The best thing about NBC's new series
Kings, which premieres Sunday at 8 p.m. ET, is how unusual it is. It's like
Dallas, but with a biblical spin, and with lots of allegorical undertones. It's not subtle, but it IS different. On NBC, which seems hell-bent on churning out enough TV guano to choke itself to death, that makes it almost shockingly intriguing.
And, best of all, it stars Ian McShane, the powerfully magnetic star of HBO's Deadwood...
A dry summary of Kings threatens to make it sound more simplistic and uninteresting than it is. It's set in modern times, in a city named Shiloh that's not unlike a spiffed-up New York -- but a city whose nation is in the midst of a volatile border war (like the current Israeli-Palestinian standoff) with Gath.
As soon as you put fictitious names to these lands and events, it sounds sci-fi silly, especially when the young hero of the piece, David Shepherd, goes singlehandedly against an enemy tank named Goliath, and wins.
Yes, it's David vs. Goliath. And yes, David has six older brothers, which makes him the proverbial seventh son. And yes, the last name of Shepherd is symbolic, too, just as the warrior Goliath in the biblical account came from Gath.
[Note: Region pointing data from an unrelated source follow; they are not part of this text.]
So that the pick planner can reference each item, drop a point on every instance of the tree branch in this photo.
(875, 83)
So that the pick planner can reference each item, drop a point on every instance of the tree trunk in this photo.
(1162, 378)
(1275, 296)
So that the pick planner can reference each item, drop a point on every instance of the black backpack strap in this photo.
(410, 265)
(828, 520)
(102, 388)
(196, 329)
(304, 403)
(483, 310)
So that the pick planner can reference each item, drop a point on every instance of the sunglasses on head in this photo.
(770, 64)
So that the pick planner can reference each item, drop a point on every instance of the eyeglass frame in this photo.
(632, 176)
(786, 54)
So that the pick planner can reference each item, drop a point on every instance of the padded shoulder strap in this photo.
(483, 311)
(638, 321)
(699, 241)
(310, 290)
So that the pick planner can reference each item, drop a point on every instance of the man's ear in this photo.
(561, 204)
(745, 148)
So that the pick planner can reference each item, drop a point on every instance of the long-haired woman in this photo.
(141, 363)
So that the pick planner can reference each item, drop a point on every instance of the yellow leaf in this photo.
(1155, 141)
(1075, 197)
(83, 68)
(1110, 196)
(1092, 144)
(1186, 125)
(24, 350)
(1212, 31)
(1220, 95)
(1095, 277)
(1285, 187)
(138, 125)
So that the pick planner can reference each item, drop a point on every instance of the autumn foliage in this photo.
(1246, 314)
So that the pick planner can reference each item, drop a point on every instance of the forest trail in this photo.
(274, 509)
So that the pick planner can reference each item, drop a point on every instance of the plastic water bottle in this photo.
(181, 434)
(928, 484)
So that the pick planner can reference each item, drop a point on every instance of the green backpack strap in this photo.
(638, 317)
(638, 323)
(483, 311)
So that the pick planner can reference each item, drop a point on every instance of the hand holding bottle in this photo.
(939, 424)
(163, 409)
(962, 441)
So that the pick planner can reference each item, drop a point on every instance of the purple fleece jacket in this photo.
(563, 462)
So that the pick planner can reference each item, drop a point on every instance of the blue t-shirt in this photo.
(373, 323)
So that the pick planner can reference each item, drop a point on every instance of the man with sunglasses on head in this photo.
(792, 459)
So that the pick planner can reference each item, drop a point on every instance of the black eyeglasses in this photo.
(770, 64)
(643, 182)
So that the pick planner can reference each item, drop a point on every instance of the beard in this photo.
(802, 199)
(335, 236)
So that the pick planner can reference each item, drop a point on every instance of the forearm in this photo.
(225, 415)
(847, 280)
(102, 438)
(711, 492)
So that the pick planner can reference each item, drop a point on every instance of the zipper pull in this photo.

And so on.
David was a busy guy, and not just with a slingshot -- or, in this telling, a hand-held missile launcher). He later was crowned king (thousands-year-old spoiler alert!) and had an illicit, child-bearing affair with Bathsheba. David, as a religious leader, figures in stories revered in Judaism, Christianity and Islam.
And now here he is on NBC, as played by Chris Egan. By slaying Goliath, and simultaneously saving the life of the king's son Jack (Sebastian Stan), David is ushered instantly into the opulent, treacherous royal court of McShane's King Silas.
David isn't seduced by the big city, but he IS seduced, or at least enchanted, by the king's daughter Michelle, played by the very enchanting Allison Miller. (The Old Testament calls the king's daughter Michel, and the king Saul, but the broad strokes are familiar.)
Other prominent players in this TV court include Susanna Thompson as Queen Rose and Eamonn Walker as an influential reverend, Ephram Samuels. (Quality TV lovers will recognize them both: her from Once and Again, him from Oz.) Almost no one is to be trusted, and even David, in the first four hours, shows he is capable of being tempted by less than noble virtues.
"We give up what we want when we want power," King Silas tells his closeted son at one point. "Hope lies in bravery," another character intones in another scene. "We need hope."
In Kings, the lessons learned and the topics tackled -- uneasy peace negotiations with hostile enemies, a nation's rebirth through dynamic leadership, and cynical opportunists threatening to stifle progress at every point -- may be biblical in origin and inspiration. But they're no less timely than the Middle Eastern conflicts recounted in both biblical and newspaper accounts.
Michael Green, who wrote for NBC's Heroes, is the creator of this unusual new series, and populates it with characters who are often duplicitous, seldom saintly, and almost never predictable.
The entire enterprise, in tone and scope, feels like an attempt to make a weekly TV series by modernizing, in diluted but recognizable form, both the Bible and Shakespeare. And there's symbolism almost everywhere, especially in the butterflies and pigeons.
As aspirations go, you could aim a lot lower. NBC almost always does, so give it credit for Kings, and give Kings a chance.